Après avoir fait revivre les plus belles années du glam rock anglais à un public friand d’androgynie, Woll nous a fait patienter avant de nous présenter ses compositions… et ça en a valu l’attente! Le travail exhaustif et aucunement bousculé se fait entendre, tant dans la riche et subtile réalisation de Denis Ferland (Jérôme Minière, Michel Faubert), aussi guitariste sur l’album, que dans la brillante composition ou que dans les superbes variations d’ambiance. La complexité de la structure musicale de ces chansons donne envie de réécouter le disque en boucles et d’en poursuivre la découverte. On y sent tant les influences d’Ennio Morricone, de Nick Cave, de Lou Reed, de Wilco, de David Bowie et d’Arcade Fire, que celles du cinéma de genre (western spaghetti, cinéma des années 50, films de série B, etc.)!

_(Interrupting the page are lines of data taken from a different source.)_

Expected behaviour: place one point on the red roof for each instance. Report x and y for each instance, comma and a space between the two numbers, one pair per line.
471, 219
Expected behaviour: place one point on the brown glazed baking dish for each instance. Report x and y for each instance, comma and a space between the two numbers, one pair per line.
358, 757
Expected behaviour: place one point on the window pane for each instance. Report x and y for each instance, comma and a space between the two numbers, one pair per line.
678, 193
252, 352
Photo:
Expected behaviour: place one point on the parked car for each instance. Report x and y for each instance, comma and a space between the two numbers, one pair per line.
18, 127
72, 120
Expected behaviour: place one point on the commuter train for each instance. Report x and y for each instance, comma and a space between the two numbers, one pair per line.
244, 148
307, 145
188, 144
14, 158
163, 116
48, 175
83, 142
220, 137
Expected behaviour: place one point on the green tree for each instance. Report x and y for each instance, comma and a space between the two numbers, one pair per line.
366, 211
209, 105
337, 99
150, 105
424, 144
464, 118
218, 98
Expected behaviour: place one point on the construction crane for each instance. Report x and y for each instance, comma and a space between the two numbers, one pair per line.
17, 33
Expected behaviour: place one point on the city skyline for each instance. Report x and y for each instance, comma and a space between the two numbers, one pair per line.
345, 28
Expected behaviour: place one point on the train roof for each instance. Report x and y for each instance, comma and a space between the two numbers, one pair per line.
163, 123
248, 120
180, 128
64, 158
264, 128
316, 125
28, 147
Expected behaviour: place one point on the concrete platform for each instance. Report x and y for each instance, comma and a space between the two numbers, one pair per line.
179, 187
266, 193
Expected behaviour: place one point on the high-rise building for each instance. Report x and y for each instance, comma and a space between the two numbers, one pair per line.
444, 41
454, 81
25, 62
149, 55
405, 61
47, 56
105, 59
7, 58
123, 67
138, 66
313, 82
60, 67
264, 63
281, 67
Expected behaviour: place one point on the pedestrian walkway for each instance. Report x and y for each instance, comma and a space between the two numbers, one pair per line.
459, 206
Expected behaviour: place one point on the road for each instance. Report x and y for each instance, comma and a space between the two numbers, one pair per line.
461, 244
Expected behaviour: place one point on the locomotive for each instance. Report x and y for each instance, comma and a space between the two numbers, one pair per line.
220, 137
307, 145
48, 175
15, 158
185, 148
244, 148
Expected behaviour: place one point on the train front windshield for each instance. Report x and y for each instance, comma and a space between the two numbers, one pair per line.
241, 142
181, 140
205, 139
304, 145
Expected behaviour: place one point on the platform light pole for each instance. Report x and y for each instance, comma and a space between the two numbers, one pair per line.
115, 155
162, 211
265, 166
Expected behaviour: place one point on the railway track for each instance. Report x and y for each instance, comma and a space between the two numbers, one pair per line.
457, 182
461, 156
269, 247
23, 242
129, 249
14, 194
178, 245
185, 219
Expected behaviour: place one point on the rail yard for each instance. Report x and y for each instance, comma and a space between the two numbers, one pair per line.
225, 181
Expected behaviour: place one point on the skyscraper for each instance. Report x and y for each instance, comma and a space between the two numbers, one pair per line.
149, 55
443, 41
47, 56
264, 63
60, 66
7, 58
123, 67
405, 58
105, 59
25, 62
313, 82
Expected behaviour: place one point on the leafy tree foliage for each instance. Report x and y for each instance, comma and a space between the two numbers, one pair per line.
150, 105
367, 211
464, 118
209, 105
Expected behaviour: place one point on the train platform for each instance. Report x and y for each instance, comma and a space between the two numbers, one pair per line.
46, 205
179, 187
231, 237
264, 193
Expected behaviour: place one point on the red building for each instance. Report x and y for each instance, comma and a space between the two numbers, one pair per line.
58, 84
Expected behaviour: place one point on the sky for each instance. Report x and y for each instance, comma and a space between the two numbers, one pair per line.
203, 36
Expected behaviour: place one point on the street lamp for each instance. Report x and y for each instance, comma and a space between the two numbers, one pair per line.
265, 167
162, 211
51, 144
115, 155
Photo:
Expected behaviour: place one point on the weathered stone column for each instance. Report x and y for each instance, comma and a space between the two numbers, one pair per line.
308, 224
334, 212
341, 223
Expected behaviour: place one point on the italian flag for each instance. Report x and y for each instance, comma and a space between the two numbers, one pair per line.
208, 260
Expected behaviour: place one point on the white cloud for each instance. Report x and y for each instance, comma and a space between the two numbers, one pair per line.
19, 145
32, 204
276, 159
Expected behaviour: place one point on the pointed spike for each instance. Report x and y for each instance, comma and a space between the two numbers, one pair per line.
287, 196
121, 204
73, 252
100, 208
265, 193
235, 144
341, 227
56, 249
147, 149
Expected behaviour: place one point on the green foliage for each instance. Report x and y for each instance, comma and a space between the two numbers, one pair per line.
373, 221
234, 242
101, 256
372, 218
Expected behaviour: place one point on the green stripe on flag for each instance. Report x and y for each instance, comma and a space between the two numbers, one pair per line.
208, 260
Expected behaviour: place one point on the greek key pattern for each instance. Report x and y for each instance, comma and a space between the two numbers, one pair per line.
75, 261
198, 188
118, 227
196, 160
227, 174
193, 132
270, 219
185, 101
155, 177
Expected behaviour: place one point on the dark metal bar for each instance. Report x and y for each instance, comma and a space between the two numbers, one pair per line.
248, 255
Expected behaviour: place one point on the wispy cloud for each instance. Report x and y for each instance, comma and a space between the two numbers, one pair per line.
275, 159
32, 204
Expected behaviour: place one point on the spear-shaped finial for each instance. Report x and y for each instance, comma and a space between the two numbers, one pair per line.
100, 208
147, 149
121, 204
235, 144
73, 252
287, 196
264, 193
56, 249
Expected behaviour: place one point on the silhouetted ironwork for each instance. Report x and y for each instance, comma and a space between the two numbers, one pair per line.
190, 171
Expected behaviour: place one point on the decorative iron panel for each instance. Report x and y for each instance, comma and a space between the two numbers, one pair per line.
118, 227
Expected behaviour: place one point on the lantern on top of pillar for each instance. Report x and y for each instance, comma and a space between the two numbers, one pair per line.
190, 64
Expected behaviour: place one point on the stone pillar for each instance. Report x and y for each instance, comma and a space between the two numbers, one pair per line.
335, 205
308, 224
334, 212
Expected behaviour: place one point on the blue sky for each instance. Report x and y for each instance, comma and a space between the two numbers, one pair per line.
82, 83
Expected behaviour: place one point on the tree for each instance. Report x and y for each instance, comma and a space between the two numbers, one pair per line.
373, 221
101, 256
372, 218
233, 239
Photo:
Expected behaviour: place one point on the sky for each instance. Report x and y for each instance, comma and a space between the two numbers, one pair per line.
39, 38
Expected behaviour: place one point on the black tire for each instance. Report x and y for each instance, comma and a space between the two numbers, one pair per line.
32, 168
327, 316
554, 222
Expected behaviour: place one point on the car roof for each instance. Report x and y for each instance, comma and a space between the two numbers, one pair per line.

À plusieurs moments, Transit laisse agréablement place à l’instrumentation, soit pour nous faire voyager au son des guitares complètement renversantes ou même des solos de piano absolument géniaux. Les instruments sont toujours bien amalgamés les uns aux autres, sans jamais surcharger les chansons, offrant un cocktail d’arrangements musicaux puissant et juste. Notons d’ailleurs la participation des sollicités musiciens Denis Faucher (Dumas, Marie-Pierre Arthur), José Major (Paul Cargnello), Sandy Belfort (Pawa Up First, Xavier Caféine), Richard Deschênes et Olivier Godin (Orford Six Pianos).

Les textes, tout comme le titre de l’album, évoquent à la fois le voyage et les transitions de la vie. On y trouve des thématiques telles que la vie et la mort, l’amitié et l’amour, le passé et le présent, le rêve et la réalité… Transit est votre aller simple pour un voyage électrisant, où le deuil du passé fait place à la fébrilité des nouveaux départs. Un album idéal tant pour un road-trip, que pour une écoute à plein volume dans votre baladeur!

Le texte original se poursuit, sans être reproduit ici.